Campaigners in North Leeds posted off their application to the Department for Education today to set up Roundhay Park Primary in 2017.
The Fair Access Group was formed this year after 86 parents discovered they had not been allocated a place for their children at any of their preferred primary schools.
Parents in Roundhay, Moortown and Alwoodley claimed they were living in a places blackhole with no chance of getting into local schools.
They mounted a high profile campaign which led to questions being put to David Cameron and George Osborne during their visits to Leeds on the General Election campaign trail.
After a series of talks Leeds City Council was able to secure 90 additional places at three schools meaning the majority of parents affected were offered one of the schools they had originally chosen.

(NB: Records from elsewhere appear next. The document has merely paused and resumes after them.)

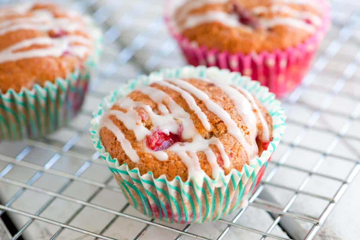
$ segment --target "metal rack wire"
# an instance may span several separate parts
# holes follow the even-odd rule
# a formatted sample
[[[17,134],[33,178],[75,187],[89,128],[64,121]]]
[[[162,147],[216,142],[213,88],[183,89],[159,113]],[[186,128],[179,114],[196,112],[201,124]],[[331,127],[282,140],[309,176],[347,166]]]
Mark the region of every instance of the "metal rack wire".
[[[353,10],[348,17],[344,17],[341,14],[334,16],[331,34],[328,35],[324,41],[323,47],[319,50],[312,68],[302,85],[283,99],[284,104],[288,112],[288,123],[290,127],[293,126],[297,130],[296,136],[292,138],[285,138],[278,150],[280,153],[273,158],[270,162],[271,167],[267,169],[266,177],[250,200],[249,206],[233,214],[229,217],[230,218],[219,220],[215,224],[220,226],[221,229],[216,235],[211,235],[207,232],[206,228],[205,231],[198,232],[190,225],[164,224],[137,215],[135,212],[131,212],[132,207],[123,198],[120,198],[118,201],[116,201],[118,203],[116,206],[117,207],[114,208],[113,204],[109,205],[98,199],[104,191],[109,193],[109,196],[116,196],[121,191],[112,182],[110,173],[105,172],[107,171],[106,167],[99,159],[98,154],[91,148],[91,144],[83,144],[83,142],[88,140],[84,139],[89,138],[87,132],[89,125],[88,124],[84,126],[84,123],[88,122],[91,110],[94,109],[94,104],[100,101],[101,98],[111,89],[109,88],[124,82],[134,74],[148,73],[161,66],[172,64],[183,64],[179,53],[176,51],[177,50],[174,41],[166,35],[163,37],[159,36],[162,33],[166,32],[163,29],[161,8],[157,8],[153,4],[146,1],[135,1],[131,4],[128,2],[119,1],[116,4],[113,3],[116,5],[113,7],[111,3],[104,0],[78,0],[69,3],[73,8],[92,15],[102,27],[105,33],[104,42],[106,47],[103,63],[98,76],[93,83],[92,90],[89,94],[84,109],[78,117],[78,120],[74,121],[74,124],[60,130],[61,132],[58,135],[55,133],[41,140],[27,140],[16,143],[0,143],[0,199],[6,199],[1,203],[3,204],[0,204],[0,216],[6,212],[15,219],[18,223],[21,223],[18,225],[17,232],[10,236],[9,239],[17,239],[22,236],[24,239],[31,239],[31,230],[35,224],[34,222],[39,221],[52,226],[51,232],[44,235],[41,239],[72,239],[64,236],[69,236],[64,234],[68,230],[80,233],[80,237],[92,237],[89,239],[122,239],[122,234],[124,234],[128,229],[122,223],[119,224],[119,218],[122,219],[121,223],[132,220],[134,224],[138,225],[137,231],[133,233],[134,239],[145,239],[146,233],[159,229],[166,230],[165,239],[178,240],[188,237],[207,240],[229,239],[229,231],[232,229],[241,229],[255,234],[254,236],[261,239],[268,237],[279,239],[313,239],[360,170],[360,154],[357,154],[355,157],[348,157],[333,152],[335,146],[343,140],[349,148],[350,147],[346,143],[347,141],[360,141],[358,136],[348,134],[352,124],[359,121],[360,96],[342,91],[348,82],[357,84],[354,77],[357,74],[357,68],[360,65],[360,51],[354,55],[346,56],[350,62],[344,67],[343,71],[334,74],[332,72],[334,69],[329,66],[334,59],[340,59],[339,58],[341,56],[339,53],[341,49],[350,44],[351,41],[355,41],[358,45],[359,39],[354,35],[355,30],[359,29],[360,9],[357,9],[352,6]],[[340,1],[335,1],[333,4],[336,6],[342,4]],[[126,10],[118,12],[118,9],[123,8],[126,8]],[[344,10],[344,12],[350,10]],[[148,21],[144,17],[147,13],[148,15],[152,16]],[[139,19],[143,24],[140,27],[138,24]],[[319,78],[329,74],[336,76],[336,77],[331,84],[326,85],[327,87],[314,84]],[[104,80],[105,83],[102,80]],[[320,104],[311,104],[306,101],[309,91],[321,95]],[[344,113],[343,111],[329,107],[338,97],[351,101],[354,107],[350,112]],[[309,117],[306,121],[296,116],[292,117],[291,109],[293,107],[302,108],[310,112]],[[319,126],[320,119],[325,114],[339,117],[343,119],[340,127],[337,128],[338,131],[334,130],[332,126],[323,127]],[[76,122],[79,124],[76,124]],[[312,131],[332,136],[332,140],[322,148],[312,147],[302,144],[307,134]],[[60,137],[59,135],[61,135]],[[314,154],[311,158],[314,163],[312,167],[288,163],[291,161],[294,151],[298,149]],[[336,158],[342,163],[350,164],[347,173],[339,176],[320,171],[327,158]],[[69,163],[68,160],[73,161],[77,165],[72,162]],[[63,163],[65,167],[62,168],[59,166],[62,166]],[[71,170],[67,171],[67,168],[69,166],[71,166]],[[102,175],[103,177],[101,180],[92,175],[86,175],[92,167],[96,168],[97,171],[104,169],[104,172],[107,173]],[[302,178],[298,178],[297,180],[300,181],[297,186],[289,186],[284,183],[273,181],[280,174],[279,172],[283,168],[303,175]],[[22,176],[24,175],[23,178],[19,179],[18,175],[16,177],[14,176],[14,174],[19,172],[17,172],[17,169],[22,169],[18,171],[23,173]],[[46,186],[41,187],[39,183],[45,177],[47,178],[45,179],[51,182],[50,187],[46,185],[44,186]],[[337,182],[337,187],[333,194],[329,196],[307,190],[308,185],[310,185],[309,183],[314,177]],[[53,180],[59,178],[62,180],[58,181],[61,184],[55,187],[53,186],[55,184],[52,181],[58,182],[57,180]],[[88,188],[93,191],[86,197],[79,197],[76,194],[69,193],[69,189],[75,184],[80,184],[82,190]],[[269,197],[269,191],[267,190],[268,187],[287,191],[290,193],[288,193],[289,196],[283,198],[279,194],[275,197]],[[2,190],[5,189],[11,190],[2,192]],[[272,192],[276,193],[276,191]],[[39,200],[41,203],[38,204],[36,202],[40,198],[35,198],[23,204],[26,204],[23,208],[14,206],[19,206],[17,203],[29,192],[40,194],[36,196],[40,198],[39,196],[41,195],[42,199],[45,198],[45,200],[42,201]],[[317,214],[303,213],[298,209],[292,208],[296,205],[294,203],[300,196],[311,198],[314,201],[320,200],[325,204]],[[62,215],[61,215],[62,217],[58,217],[57,216],[58,215],[53,214],[51,210],[49,209],[53,209],[52,206],[60,200],[64,202],[76,204],[78,207],[73,212],[67,210],[70,214],[66,217],[63,217]],[[279,201],[281,202],[279,203]],[[312,204],[311,202],[308,202],[307,207]],[[106,222],[102,225],[100,229],[96,228],[95,231],[93,227],[86,225],[80,227],[76,223],[77,218],[89,208],[98,210],[97,212],[109,214]],[[250,208],[270,213],[273,219],[270,225],[264,229],[256,226],[239,223],[242,217],[246,214]],[[27,210],[28,209],[33,210]],[[26,220],[20,221],[17,218],[20,216],[26,217]],[[96,216],[93,215],[92,217]],[[286,221],[284,221],[284,219]],[[115,225],[117,230],[110,231]],[[282,234],[279,233],[282,231],[279,226],[284,232]],[[299,226],[301,226],[299,228],[300,230],[297,228],[295,231],[295,228],[298,228]],[[307,228],[304,226],[307,226]],[[276,232],[275,228],[278,229]],[[111,236],[111,232],[117,234],[113,234]],[[166,235],[168,234],[170,235]],[[158,236],[160,237],[159,236]]]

However campaigners are now looking for a long term solution to avoid a repeat of this year’s events.
Lucy Clement, who played a leading role in the Fair Access Group, has now teamed up with two school governors Mark Rowlinson and Gillian Hayward to develop plans to create their own free school.
The plan is for a two form entry primary school taking on sixty pupils each year.
In its application it has had expressions of interest from 62 parents of children due to start school in 2017 and another 67 for those due to start in 2018.
Mrs Clement said: “The location is key. We want to make sure that the school is as close as possible to the West Park area of Roundhay so that it closes the blackhole and we finally have a school that prioritizes this community. It has been a phenomenal amount of work putting the bid together and now we have submitted it I think we feel proud of what we have achieved. I feel like I have not stopped since National Offer Day.”
Back in April more than 80 parents in North Leeds discovered that they had been allocated places at schools they had not chosen up to four miles away from their homes.
It sparked an angry reaction and the creation of the Fair Access Group campaign.
Mrs Clement’s daughter Daisy was allocated her 28th nearest primary school more than three miles from their home. On the proposed free school website she writes: “We had never heard of the school and knew absolutely nothing about it.
“Daisy would never walk to school and it would put massive pressure on our already busy lives as working parents. Devastated and angry I was determined to take action.”
She said the aim of the free school would be to ensure this did not happen again for future generations. The team have spent the summer developing plans for the school and ensuring they could demonstrate that their plan had the support of the community.
Mrs Clement said: “Looking at the bid we have put together the thing I am most proud of is the level of community engagement we have had.”
The school’s vision is said to be built around four key areas: the national curriculum; positive attitudes to learning; engaging teaching and promoting good citizenship.
Mrs Clement said the school was also keen to instill a growth mindset in its pupils and to use project based learning.
The bid has received support from Leeds City Council which says it recognises the need for more school places in this area.
Mr Rowlinson said: “We feel proud of what we have achieved and the support we have received. Hopefully it can come together and we can create something which makes a lasting mark on the community.”